SEE CLEARANCES figure E335.1 footnotes.

pc1


----------



## Robert Ellenberg (Oct 18, 2010)

Bryan, Can you elaborate on dedicated equipment space?


----------



## chris kennedy (Oct 19, 2010)

Robert Ellenberg said:
			
		

> Bryan, Can you elaborate on dedicated equipment space?





> 110.26(F) Dedicated Equipment Space. All switchboards, panelboards, distribution boards, and motor control centers shall be located in dedicated spaces and protected from damage.Exception:  Control equipment that by its very nature or because of other rules of the Code must be adjacent to or within sight of its operating machinery shall be permitted in those locations.
> 
> (1) Indoor. Indoor installations shall comply with 110.26(F)(1)(a) through (F)(1)(d).
> 
> ...


..........


----------



## Bryan Holland (Oct 19, 2010)

My point is this.  It can be argued that working space is NEVER required.  It is a judgment call as to what is "likely to require" anything.  It goes even further to stipulate, "likely to require while ENERGIZED."
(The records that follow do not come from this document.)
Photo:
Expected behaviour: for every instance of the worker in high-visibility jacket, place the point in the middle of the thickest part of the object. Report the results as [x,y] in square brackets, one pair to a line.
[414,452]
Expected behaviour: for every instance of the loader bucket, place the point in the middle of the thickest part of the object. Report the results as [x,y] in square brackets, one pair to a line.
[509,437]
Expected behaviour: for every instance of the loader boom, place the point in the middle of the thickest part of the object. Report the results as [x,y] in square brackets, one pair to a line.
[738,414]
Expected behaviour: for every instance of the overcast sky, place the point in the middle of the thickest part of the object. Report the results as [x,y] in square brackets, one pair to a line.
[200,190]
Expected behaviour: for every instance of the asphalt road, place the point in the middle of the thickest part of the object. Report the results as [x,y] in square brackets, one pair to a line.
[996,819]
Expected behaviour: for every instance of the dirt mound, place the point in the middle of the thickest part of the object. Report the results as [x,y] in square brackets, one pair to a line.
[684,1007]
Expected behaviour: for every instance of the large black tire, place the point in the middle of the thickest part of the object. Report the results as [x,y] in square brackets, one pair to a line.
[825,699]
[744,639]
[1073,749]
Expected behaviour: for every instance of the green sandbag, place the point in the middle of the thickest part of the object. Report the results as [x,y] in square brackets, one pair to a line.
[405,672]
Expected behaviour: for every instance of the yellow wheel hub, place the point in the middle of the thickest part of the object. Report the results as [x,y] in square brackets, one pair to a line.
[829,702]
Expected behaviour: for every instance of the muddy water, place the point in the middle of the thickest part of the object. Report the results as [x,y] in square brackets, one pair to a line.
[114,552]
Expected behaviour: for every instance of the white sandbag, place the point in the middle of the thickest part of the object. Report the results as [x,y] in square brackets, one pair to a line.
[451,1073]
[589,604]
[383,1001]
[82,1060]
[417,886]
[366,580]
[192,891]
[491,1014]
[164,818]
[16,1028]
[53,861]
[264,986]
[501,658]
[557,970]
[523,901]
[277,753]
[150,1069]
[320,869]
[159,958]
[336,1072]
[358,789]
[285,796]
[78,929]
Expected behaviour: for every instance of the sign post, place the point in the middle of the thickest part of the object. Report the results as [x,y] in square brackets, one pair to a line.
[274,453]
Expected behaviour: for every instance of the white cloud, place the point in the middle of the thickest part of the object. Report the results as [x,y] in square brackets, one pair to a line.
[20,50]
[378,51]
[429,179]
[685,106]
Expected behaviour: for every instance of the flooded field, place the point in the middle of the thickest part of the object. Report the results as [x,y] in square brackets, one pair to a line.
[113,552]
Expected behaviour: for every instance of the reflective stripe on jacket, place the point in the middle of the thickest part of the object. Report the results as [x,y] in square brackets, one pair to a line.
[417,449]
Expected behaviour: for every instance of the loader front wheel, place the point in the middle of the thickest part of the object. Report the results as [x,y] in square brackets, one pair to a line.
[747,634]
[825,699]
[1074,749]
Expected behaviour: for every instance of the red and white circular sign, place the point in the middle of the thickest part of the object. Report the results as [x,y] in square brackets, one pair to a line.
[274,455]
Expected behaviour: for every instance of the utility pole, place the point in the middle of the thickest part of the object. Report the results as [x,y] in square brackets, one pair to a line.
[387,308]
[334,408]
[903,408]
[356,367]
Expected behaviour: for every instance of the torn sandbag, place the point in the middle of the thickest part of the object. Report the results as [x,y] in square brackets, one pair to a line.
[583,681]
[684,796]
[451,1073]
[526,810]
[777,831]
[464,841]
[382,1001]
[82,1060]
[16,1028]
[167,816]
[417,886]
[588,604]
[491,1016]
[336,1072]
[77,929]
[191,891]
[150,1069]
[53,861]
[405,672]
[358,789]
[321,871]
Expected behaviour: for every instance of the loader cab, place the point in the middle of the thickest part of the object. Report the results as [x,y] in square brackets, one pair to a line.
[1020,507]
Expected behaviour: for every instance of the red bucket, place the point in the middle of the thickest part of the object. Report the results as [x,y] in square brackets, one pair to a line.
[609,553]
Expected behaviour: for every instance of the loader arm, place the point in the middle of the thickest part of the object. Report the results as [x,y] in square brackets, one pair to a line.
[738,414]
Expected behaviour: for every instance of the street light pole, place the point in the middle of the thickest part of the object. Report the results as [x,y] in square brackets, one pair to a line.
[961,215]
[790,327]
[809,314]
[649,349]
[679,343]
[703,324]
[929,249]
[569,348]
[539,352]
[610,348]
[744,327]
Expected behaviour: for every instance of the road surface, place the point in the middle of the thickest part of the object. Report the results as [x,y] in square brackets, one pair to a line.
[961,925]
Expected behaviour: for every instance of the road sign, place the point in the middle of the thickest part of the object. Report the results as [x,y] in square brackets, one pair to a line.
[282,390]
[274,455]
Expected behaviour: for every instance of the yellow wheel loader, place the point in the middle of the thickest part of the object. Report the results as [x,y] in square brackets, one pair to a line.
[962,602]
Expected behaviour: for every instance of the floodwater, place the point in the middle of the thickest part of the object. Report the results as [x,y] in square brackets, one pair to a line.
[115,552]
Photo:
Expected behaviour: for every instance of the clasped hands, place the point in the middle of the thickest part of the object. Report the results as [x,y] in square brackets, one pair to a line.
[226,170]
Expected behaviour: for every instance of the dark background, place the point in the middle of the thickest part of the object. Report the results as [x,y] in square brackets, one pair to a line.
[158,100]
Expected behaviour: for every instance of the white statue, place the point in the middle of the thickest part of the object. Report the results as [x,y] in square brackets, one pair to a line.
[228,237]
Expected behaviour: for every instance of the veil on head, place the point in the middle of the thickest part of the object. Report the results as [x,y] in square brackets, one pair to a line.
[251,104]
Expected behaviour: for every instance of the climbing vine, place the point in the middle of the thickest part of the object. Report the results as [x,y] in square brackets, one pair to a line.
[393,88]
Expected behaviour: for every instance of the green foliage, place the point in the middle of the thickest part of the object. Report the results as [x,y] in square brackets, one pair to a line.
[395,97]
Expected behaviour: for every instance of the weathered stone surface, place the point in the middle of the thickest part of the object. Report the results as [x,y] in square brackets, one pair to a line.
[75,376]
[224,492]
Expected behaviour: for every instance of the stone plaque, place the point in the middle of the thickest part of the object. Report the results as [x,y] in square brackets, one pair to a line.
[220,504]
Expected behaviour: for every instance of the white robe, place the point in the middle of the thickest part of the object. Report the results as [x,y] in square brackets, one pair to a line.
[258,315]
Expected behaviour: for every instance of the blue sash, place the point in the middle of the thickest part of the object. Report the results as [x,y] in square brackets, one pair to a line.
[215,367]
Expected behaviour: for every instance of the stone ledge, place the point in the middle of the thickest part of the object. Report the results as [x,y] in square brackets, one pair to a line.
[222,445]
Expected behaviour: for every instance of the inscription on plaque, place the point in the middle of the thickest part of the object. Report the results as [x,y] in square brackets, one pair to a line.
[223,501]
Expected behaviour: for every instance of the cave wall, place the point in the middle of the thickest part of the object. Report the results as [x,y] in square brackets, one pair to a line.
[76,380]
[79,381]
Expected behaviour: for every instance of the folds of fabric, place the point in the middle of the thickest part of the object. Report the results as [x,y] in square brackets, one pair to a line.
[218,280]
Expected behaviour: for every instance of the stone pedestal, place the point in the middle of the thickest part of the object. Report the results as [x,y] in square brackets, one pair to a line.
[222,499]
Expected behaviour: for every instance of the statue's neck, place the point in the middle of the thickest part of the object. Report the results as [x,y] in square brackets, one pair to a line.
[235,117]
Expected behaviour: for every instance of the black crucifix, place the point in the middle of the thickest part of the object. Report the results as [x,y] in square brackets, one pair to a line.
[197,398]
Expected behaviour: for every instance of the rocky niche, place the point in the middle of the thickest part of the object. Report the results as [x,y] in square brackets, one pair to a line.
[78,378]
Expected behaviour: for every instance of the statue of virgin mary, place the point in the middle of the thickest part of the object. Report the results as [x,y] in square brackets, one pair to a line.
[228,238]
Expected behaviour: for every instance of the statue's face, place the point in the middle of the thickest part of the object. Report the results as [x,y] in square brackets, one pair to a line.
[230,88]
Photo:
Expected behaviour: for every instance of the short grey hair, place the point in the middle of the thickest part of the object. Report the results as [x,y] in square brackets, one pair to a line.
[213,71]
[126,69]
One could argue that a particular piece of equipment in a case specific installation will never likely require examination, adjustment, servicing, or maintenance WHILE ENERGIZED.

However, dedicated equipment space is required regardless, energized or not, worked on or not.

See what I mean...


----------



## David Henderson (Oct 19, 2010)

Thank You all I new about the working space. Home owner moved sink closer I  was just trying to make sure there was no t something more resrictive.

David


----------



## Mule (Oct 19, 2010)

David,

How rude of us!!!

Welcome to the forum!


----------



## north star (Oct 19, 2010)

** * **

Bryan asked:



> *That being said, does anyone know of a code section / listing violation**that would prohibit a panelboard from being installed face-down in a ceiling*
> 
> *and/or face up on a countertop and/or floor? Again, assuming all*
> 
> *requirements of 110.26 have been met...*"


Article 240.24(A) [ `08 NEC ] requires the OPD's to be installed in and

"readily accessible" to the occupants - typically not more than 6' - 7" above

the floor. Ceilings are typically higher than 6' - 7" above the floor and

would require assistance to access the OPD's.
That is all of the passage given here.